Lesbo, ponte tra est ed ovest, meta di più visite da parte di Papa Francesco per mettere al centro il dramma delle morti in mare nei viaggi della speranza, è l’agognato traguardo di tanti profughi che salpano dalla vicina Turchia. L'isola è divenuta simbolo dell’accoglienza grazie a personalità come Philippa Kempson con il suo 'The Hope Project', ma è anche espressiva di contraddizione, per l’istinto al respingimento e all’isolamento nei campi profughi della parte più impaurita della popolazione locale ed europea.

Cagliari ha portaro a Medì l’esperienza di città dell’accoglienza attraverso la storia di Caterina Di Bella, presidente dell’associazione Co.sa.s., che ha svolto anche un instancabile lavoro di integrazione nella città sarda. Da Barcellona, centro cosmopolita della Catalogna in Spagna, in cui arte e architettura (rappresentate mirabilmente nella Sagrada Familia di Anton Gaudì) si coniugano a una sostenibile mobilità metropolitana e portuale, è intervento lo storico Antoni Nicolau Martì.
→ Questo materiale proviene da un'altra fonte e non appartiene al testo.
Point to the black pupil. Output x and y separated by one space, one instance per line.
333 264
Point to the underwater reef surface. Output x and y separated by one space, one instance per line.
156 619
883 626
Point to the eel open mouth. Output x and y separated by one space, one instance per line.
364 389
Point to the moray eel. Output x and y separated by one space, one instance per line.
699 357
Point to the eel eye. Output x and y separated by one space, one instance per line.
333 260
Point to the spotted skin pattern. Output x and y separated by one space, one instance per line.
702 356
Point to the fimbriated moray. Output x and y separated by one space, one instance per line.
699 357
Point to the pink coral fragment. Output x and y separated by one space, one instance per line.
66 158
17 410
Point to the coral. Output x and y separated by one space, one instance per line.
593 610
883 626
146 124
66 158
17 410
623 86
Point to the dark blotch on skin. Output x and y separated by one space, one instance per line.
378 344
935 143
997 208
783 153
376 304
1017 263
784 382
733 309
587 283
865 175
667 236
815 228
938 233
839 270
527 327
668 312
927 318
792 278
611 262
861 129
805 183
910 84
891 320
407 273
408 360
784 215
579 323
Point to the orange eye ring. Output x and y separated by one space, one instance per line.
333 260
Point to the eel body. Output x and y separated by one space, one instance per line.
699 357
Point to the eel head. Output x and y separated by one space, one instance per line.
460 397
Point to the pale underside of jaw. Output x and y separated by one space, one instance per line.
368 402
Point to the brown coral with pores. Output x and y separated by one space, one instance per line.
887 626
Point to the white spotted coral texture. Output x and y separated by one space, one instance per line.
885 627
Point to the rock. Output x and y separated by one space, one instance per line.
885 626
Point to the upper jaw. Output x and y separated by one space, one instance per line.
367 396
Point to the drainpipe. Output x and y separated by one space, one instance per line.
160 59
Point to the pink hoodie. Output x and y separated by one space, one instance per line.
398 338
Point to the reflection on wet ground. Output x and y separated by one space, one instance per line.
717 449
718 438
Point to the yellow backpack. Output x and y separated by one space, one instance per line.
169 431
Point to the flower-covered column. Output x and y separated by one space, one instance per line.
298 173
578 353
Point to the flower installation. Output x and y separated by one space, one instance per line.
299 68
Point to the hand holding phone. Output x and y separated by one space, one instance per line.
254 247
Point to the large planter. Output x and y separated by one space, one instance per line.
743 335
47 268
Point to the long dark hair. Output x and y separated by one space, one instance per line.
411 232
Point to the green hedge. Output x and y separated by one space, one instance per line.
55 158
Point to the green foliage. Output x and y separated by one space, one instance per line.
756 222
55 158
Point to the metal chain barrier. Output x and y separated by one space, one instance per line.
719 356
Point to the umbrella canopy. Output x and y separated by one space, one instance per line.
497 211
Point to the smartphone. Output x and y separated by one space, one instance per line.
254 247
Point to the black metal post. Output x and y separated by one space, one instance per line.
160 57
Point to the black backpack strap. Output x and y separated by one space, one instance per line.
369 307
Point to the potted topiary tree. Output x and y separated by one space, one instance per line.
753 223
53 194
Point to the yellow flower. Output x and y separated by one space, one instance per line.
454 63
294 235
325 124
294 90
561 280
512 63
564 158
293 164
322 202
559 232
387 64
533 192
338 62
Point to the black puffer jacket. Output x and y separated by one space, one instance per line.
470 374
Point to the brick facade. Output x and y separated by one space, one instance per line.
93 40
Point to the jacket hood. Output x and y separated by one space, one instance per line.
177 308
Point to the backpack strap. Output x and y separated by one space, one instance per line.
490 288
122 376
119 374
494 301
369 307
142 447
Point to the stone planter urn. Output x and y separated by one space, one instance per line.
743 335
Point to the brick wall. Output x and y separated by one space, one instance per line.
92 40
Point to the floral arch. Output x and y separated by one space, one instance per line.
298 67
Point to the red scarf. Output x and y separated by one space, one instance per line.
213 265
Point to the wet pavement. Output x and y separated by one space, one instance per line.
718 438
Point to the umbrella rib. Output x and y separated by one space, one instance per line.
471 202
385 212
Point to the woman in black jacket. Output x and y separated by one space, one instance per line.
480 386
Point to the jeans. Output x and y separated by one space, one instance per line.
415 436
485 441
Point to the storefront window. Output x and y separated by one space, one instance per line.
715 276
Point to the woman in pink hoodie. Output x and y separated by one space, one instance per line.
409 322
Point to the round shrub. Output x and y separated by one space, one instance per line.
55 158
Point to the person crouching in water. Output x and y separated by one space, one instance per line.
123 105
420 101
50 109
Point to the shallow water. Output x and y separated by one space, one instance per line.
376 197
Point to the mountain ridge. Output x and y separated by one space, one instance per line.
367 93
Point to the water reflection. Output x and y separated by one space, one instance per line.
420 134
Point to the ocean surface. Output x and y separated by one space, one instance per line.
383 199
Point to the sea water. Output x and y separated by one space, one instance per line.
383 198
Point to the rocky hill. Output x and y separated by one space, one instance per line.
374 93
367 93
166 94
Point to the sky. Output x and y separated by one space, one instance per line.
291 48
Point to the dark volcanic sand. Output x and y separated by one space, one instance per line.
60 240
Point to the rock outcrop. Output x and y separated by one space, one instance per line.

Salonicco, la storica città greca che si affaccia sull’Egeo con le sue contraddizioni e la fatica a rialzarsi da una crisi troppo lunga, è stata rappresentata da un altro storico, Vasilios Milios. Siracusa, con la voce di Vito Martelliano, ingegnere, ha espresso la sua vocazione di città inclusiva fin dall’antichità e tanto più nell’oggi della storia.

Infine la città di Livorno, anch’essa in uscita dai due anni della pandemia e impegnata a rialzarsi dalle difficoltà, ha avuto la voce della professoressa Lucia Frattarelli Fischer. Alle tavole rotonde hanno preso parte anche due testimoni provenienti da Egitto (Alessandria) e Pakistan e che vivono ora in Toscana: Mohammed Abou El Ela e Waheed Nasir. Dallo Yemen Hamdan Al-Zeqri.